The virtues assist us in living according to the good of reason:
[I]t belongs to moral virtue to safeguard the good of reason against the passions that rebel against reason. Now the movement of the soul's passions is twofold, as stated above (I-II, 23, 2), when we were treating of the passions: the one, whereby the sensitive appetite pursues sensible and bodily goods, the other whereby it flies from sensible and bodily evils (emphasis added).We can go wrong in living according to reason by falling off the tightrope, so to speak (if that's not an exaggerated image), in either of two ways - by an inordinate pursuit of bodily goods, or by an inordinate flight from bodily evils. The virtues assist us in staying on the tightrope.
[By way of a digression, it ought to be said that living according to reason in Aquinas' view is not in any way life apart from faith in God. On the contrary, he would say that to be a Christian is pre-eminently reasonable.]
It's not that the passions are just plain evil. To the contrary, we need them - but we need them under the direction of reason.
The first of these movements of the sensitive appetite rebels against reason chiefly by lack of moderation. Because sensible and bodily goods, considered in their species, are not in opposition to reason, but are subject to it as instruments which reason employs in order to attain its proper end: and that they are opposed to reason is owing to the fact that the sensitive appetite fails to tend towards them in accord with the mode of reason. Hence it belongs properly to moral virtue to moderate those passions which denote a pursuit of the good.
On the other hand, the movement of the sensitive appetite in flying from sensible evil is mostly in opposition to reason, not through being immoderate, but chiefly in respect of its flight: because, when a man flies from sensible and bodily evils, which sometimes accompany the good of reason, the result is that he flies from the good of reason. Hence it belongs to moral virtue to make man while flying from evil to remain firm in the good of reason.
The virtues of temperance and fortitude assist us in moderating these passions according to reason.
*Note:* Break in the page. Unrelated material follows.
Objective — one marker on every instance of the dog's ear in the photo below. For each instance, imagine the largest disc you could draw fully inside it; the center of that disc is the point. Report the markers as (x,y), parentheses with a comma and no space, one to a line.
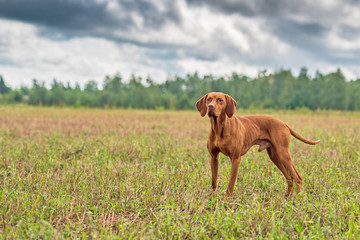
(201,105)
(230,106)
Accordingly, just as the virtue of fortitude, which by its very nature bestows firmness, is chiefly concerned with the passion, viz. fear, which regards flight from bodily evils, and consequently with daring, which attacks the objects of fear in the hope of attaining some good, so, too, temperance, which denotes a kind of moderation, is chiefly concerned with those passions that tend towards sensible goods, viz. desire and pleasure, and consequently with the sorrows that arise from the absence of those pleasures. For just as daring presupposes objects of fear, so too such like sorrow arises from the absence of the aforesaid pleasures.
It's an error to deny the legitimacy of the passions. Only a fool would ignore his hunger to the point of starving to death; only a fool would fail to step out of the way of the train hurtling towards him. But the passions must be reined in, and the virtues assist us in doing so.